Une politique déterminée pour la féminisation et contre le favoritisme dans le théâtre

Presque un an après sa nomination, Ikbal Naim dit avoir fait le ménage dans les effectifs masculins des théâtres publics. Aucun contrat des fonctionnaires engagés par connivence n’ont été renouvelés. Pareil pour ceux qui avaient l’habitude de produire des pièces et films de propagande orientés vers certains partis. Ils sont remplacés, bien souvent par des femmes diplômées en art. ‘’J’ai 250 employées dans mes théâtres. Maintenant, les femmes sont devenues majoritaires. Je les ai placées cadres, chefs de sections ou bien managers.’’

Diriger et être une femme en Irak ne veut pas dire qu’il faut être forte. Il faut être professionnelle, consciencieuse, s’organiser, réfléchir, avoir des coups d’avance
Ikbal Naim, directrice Générale du théâtre et du cinéma en Irak

La nouvelle "patronne" vient d’une famille reconnue et puissante en Irak. Elle admet qu’il faut cependant du caractère pour ‘’devenir la première femme technocrate d’Irak’’, comme elle se qualifie. ‘’J’ai gravi les échelons avec mes qualités et heureusement je suis issue d’une célèbre famille d'artistes. J’ai aussi un caractère bien trempé et je dis ce que je pense. Diriger et être une femme en Irak ne veut pas dire qu’il faut être forte. Il faut être professionnelle, consciencieuse, s’organiser, réfléchir, avoir des coups d’avance’’, sourit-elle.
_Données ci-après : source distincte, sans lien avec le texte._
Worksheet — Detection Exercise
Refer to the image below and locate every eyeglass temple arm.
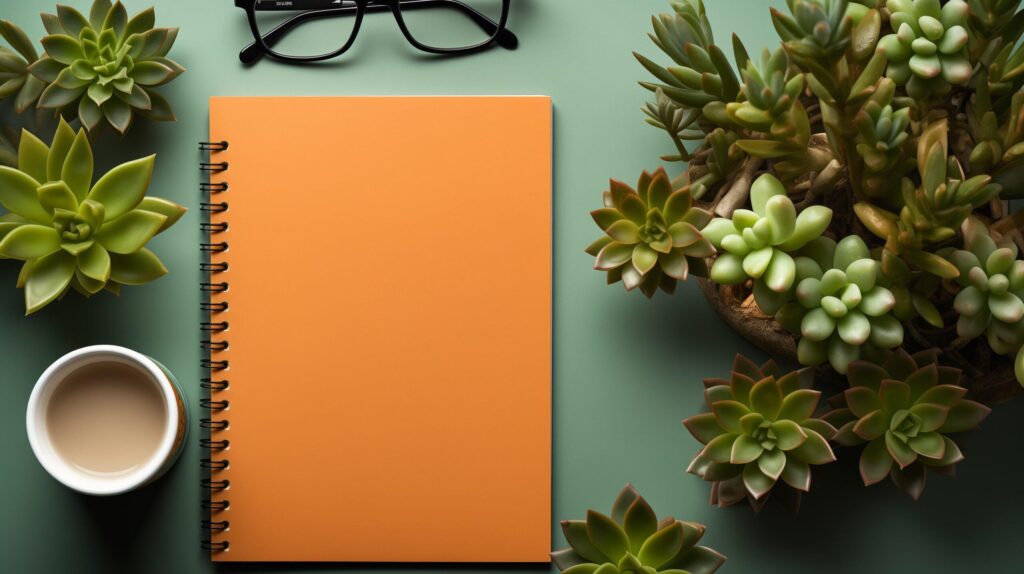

C’est sur cette base solide qu’elle commence des études à l’Iraqi Institute of theater et ensuite finie sur un Master en jeu d’acteur au College Fine arts de Bagdad.

L’Irak est alors sous le contrôle de Saddam Hussein. Elle avoue que le pays était alors plus tolérant envers la gente féminine. Mais sous la dictature, il faut jouer avec les textes, les métaphores et les symboles. ‘’Avant on avait une seule statue de dictateur à respecter. Aujourd’hui, on en a une multitude’’, lance-t-elle. Après l’invasion des Etats-Unis, la majorités des Irakiens découvrent la démocratie. Les rancoeurs communautaires, les colères, l’islamisme rigoriste, les libertés individuelles, les peurs et le terrorisme s’entrechoquent violemment. Tout le monde revendique des droits. De ce mélange chaotique, la société irakienne se replie sur elle-même. Les femmes, lors de la première guerre civile, ne peuvent circuler ou sortir aisément. Les théâtres sont fermés.

Des peurs et des pressions sociales sur les femmes fluctuantes, au rythme des événements

Pendant cette période Ikbal Naim, se souvient d’avoir tenté de créer des classes de théâtre pour jeunes enfants, en collaboration avec une ONG suédoise. ‘’De 2003 et 2007, à cause de la guerre civile, beaucoup de femmes ont été kidnappées. Donc peu de familles acceptaient d’envoyer leurs filles à l’école ou à des cours. Je me rappelle que les rares petites filles qui sont venues portaient toutes le hijab. C’était affreux.’’ Aujourd’hui encore, réside une crainte sociétale de voir une femme bouger, s’émouvoir, danser ou crier sur scène. La pression sociale, suivant les quartiers de Bagdad, est forte. ‘’ Avant, les femmes avaient peur de monter sur scène sous peine de se faire tuer ou enlever. Mais aujourd’hui, on a quelques actrices et réalisatrices. Malheureusement, la situation s’est de nouveau dégradée avec l’idéologie des terroristes venus de l’étranger. La guerre encore retardé ou coupé la scolarisation de beaucoup de filles également’’, souffle t-elle.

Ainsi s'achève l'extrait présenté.